L'infectiologue Karine Lacombe accuse l'urgentiste Patrick Pelloux de "harcèlement sexuel et moral"
Vers un #MeToo à l'hôpital ? L'infectiologue Karine Lacombe accuse, mercredi 10 avril dans Paris Match, l'urgentiste Patrick Pelloux de "harcèlement sexuel et moral". Le magazine, qui a enquêté sur les violences sexistes et sexuelles dans le milieu hospitalier, a obtenu confirmation auprès de cette dernière de l'identité du "prédateur sexuel" qu'elle assure avoir côtoyé professionnellement.
Elle avait déjà évoqué son existence à plusieurs reprises avec des journalistes et dans un livre, mais sans jamais le nommer. "Je ne dénonce pas une personne en particulier, je rapporte des faits qui illustrent le côté systémique du harcèlement sexuel à l'hôpital", justifie Karine Lacombe, contactée par franceinfo. Patrick Pelloux, qui réfute toutes les accusations portées par sa consœur auprès du journal, n'avait pas réagi auprès de franceinfo au moment de la publication de cet article.
"Tu fais la gueule, tu as été mal baisée hier soir ?"

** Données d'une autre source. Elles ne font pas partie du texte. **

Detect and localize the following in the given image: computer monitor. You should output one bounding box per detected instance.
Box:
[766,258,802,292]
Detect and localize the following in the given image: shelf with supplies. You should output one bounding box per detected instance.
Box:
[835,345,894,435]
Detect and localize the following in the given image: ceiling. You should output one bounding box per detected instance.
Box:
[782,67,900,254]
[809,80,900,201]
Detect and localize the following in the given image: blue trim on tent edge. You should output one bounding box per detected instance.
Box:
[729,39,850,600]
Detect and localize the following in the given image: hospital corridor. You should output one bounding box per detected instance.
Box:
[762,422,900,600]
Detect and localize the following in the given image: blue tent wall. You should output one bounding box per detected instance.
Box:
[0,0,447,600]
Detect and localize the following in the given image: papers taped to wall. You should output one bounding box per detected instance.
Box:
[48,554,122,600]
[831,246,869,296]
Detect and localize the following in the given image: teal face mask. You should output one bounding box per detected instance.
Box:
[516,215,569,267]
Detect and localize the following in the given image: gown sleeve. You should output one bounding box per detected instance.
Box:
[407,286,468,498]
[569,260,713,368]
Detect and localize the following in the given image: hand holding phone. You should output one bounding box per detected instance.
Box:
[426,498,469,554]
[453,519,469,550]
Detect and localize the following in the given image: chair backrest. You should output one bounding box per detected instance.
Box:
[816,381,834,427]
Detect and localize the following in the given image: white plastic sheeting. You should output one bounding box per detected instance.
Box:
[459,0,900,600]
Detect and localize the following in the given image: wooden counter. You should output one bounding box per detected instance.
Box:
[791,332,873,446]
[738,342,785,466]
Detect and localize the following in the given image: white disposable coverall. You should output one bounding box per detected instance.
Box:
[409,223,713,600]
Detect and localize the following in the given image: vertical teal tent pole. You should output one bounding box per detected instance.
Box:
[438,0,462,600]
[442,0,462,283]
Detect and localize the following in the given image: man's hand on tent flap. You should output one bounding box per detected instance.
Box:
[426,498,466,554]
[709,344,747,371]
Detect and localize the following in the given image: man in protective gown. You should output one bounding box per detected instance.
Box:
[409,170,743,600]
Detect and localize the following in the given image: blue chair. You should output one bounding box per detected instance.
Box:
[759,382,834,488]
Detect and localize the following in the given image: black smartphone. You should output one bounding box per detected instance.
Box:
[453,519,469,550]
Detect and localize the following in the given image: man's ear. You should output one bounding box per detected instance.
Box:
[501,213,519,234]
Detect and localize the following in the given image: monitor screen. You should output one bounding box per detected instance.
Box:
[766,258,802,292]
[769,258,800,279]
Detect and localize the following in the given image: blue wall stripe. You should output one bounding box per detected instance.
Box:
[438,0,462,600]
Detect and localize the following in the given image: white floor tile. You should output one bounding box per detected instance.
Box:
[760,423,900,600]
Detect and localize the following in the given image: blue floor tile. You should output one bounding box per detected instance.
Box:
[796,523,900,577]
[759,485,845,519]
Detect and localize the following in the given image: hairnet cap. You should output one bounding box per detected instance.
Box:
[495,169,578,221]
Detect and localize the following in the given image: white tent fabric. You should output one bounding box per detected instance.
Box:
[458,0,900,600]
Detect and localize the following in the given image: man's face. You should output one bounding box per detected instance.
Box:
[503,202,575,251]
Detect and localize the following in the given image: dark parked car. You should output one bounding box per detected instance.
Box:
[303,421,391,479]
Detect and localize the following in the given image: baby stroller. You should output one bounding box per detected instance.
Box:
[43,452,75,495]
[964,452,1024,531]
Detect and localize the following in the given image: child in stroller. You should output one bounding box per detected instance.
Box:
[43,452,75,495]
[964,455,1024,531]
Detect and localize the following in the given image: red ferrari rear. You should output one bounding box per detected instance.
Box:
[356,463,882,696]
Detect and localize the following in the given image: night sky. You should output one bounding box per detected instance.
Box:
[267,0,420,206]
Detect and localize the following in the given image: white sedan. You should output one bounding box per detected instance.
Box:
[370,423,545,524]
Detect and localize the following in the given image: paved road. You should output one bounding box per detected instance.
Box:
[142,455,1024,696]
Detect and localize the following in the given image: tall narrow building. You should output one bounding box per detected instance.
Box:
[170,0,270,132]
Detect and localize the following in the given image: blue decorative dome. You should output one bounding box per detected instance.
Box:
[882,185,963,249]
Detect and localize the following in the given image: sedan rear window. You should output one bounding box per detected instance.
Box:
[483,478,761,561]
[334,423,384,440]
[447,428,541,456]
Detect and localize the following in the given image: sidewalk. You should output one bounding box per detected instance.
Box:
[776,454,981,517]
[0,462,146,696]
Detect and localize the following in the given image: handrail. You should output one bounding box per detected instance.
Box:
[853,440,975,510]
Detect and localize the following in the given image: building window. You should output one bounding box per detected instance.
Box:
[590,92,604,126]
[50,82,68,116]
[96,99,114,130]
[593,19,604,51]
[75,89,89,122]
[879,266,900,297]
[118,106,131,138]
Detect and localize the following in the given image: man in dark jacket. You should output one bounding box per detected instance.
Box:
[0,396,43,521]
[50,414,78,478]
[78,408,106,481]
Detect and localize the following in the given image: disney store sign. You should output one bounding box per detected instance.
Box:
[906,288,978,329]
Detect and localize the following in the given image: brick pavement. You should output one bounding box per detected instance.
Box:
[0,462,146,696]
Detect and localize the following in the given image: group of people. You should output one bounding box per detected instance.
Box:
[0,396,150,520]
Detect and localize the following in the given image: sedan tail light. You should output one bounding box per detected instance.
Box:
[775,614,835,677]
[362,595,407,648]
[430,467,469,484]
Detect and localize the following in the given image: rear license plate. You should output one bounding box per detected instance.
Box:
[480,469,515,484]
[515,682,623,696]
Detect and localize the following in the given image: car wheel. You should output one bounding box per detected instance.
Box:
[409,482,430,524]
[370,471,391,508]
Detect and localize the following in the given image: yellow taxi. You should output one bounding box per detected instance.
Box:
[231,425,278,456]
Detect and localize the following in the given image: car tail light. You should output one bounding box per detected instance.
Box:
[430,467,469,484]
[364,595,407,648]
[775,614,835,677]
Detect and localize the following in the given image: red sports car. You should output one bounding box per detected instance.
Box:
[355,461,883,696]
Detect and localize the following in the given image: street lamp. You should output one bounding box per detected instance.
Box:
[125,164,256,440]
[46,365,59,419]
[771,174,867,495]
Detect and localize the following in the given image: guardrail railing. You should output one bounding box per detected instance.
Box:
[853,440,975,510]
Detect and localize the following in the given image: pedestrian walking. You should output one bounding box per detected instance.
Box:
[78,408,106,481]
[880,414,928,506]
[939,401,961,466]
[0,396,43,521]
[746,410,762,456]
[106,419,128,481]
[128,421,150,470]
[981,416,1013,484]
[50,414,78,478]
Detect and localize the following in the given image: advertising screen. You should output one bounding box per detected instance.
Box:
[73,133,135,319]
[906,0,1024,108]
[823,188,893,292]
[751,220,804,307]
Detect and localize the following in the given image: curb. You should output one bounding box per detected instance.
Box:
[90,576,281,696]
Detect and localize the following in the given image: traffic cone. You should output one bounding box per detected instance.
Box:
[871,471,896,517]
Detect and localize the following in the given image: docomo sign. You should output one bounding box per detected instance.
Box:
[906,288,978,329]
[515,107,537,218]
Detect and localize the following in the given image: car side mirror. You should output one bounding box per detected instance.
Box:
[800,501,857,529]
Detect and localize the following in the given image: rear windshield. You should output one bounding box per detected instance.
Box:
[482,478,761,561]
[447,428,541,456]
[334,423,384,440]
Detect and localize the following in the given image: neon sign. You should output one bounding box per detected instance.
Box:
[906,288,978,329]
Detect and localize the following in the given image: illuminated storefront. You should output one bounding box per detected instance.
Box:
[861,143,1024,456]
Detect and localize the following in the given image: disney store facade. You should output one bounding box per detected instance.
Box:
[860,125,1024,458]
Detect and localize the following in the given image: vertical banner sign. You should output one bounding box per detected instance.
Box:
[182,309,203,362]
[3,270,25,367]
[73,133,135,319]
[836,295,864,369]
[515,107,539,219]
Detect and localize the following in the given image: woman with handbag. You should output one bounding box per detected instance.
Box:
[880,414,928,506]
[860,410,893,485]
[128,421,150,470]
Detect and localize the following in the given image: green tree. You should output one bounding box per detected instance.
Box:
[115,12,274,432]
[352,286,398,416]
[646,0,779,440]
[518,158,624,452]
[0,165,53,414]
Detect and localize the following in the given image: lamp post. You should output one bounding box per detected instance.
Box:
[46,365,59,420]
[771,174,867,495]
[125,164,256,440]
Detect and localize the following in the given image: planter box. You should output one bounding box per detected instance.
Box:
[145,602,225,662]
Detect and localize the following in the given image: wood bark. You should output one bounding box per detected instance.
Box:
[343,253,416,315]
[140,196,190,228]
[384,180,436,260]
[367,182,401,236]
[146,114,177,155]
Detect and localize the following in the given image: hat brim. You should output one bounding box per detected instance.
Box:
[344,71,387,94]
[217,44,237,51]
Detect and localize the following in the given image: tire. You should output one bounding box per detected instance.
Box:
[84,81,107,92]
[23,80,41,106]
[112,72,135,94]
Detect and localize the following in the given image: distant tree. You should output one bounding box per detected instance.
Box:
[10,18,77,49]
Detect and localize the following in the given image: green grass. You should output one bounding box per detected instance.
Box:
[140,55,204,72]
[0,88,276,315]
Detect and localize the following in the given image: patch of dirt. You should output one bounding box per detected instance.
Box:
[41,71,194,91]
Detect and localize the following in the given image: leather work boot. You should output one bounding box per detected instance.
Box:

Auprès de Paris Match, Karine Lacombe décrit un "harceleur paré de toutes les marques de virilité, hâbleur, débordant d'assurance grâce à son poste à responsabilités, au contact permanent de femmes" et au "comportement empreint de domination sexuelle". Elle assure qu'en 2003, alors qu'elle était interne à l'hôpital parisien Saint-Antoine, où Patrick Pelloux travaillait également, les femmes internes changeaient de planning de garde pour ne pas travailler avec lui la nuit. Elle décrit des remarques grivoises et sexistes récurrentes : "Tu fais la gueule, tu as été mal baisée hier soir ?", "Alors, les poulettes, ça piaille pas beaucoup dans ce poulailler !". Ces dernières pourraient notamment être constitutives, selon la loi, de harcèlement sexuel et de harcèlement moral.
Elle évoque également des "épisodes d'humiliation" dont elle estime avoir été la victime, après avoir éconduit son confrère, âgé de sept ans de plus qu'elle. Le magazine rapporte enfin un fait qui pourrait relever d'une agression sexuelle, dont Karine Lacombe assure avoir été témoin. "Un jour, une interne est de dos, il la saisit par le cou et frotte son bas-ventre contre elle, 'Mmm, te mets pas comme ça, c'est trop tentant, putain ce qu'il fait chaud !' La collègue sourit, gênée, et le repousse", écrit Paris Match, en citant l'infectiologue.
L'urgentiste admet un comportement "grivois"
Deux ex-ministres de la Santé, Roselyne Bachelot et Agnès Buzyn, confirment avoir eu vent de comportements inappropriés de l'urgentiste envers des femmes. Interrogé sur le départ de Patrick Pelloux de Saint-Antoine, en 2008, l'entourage de Roselyne Bachelot assure que l'ex-ministre avait choisi d'"exfiltrer" l'urgentiste au Samu de Paris, où il exerce toujours. En cause : des "accusations répétées de violences verbales et sexuelles". Contactée par franceinfo, l'ancienne ministre assure qu'elle avait reçu des témoignages faisant état d'un "management harcelant et humiliant" de Patrick Pelloux, mais pas de récit de "violences sexuelles".
L'intéressé, qui a fondé l'Association des médecins urgentistes de France, avait estimé à l'époque dans Paris Match être victime de discrimination syndicale. De son côté, Agnès Buzyn assure au magazine avoir appris, alors qu'elle était ministre de la Santé, que "[Patrick] Pelloux était loin d'avoir eu un comportement exemplaire avec la gent féminine", et confirme son "exfiltration" pour ce motif.
"C'était pour rigoler, moi j'ai toujours été fidèle, j'ai plutôt été le mec qui a protégé les filles", aurait ensuite assuré Patrick Pelloux à Karine Lacombe, durant la pandémie de Covid-19. En ajoutant, selon elle : "Avec #MeToo, on ne peut plus rien faire, de toute façon." Auprès du magazine, l'urgentiste admet un comportement "grivois", mais dément l'ensemble des accusations portées à son encontre. "Je n'ai jamais agressé personne", se défend-il. "Ce que nous disions et ce que nous faisions est infaisable aujourd'hui, c'est sûr. Mais on rigolait bien", poursuit-il. "Qui s'amusait en fait, en dehors de celui qui agressait ?", rétorque l'infectiologue auprès de franceinfo.
Alors que Patrick Pelloux menace de "coller un procès" à Karine Lacombe, celle-ci assure à franceinfo n'avoir à ce jour pas eu vent d'une procédure judiciaire la concernant, et se dit "sereine" et "soutenue par [s]on environnement professionnel et familial".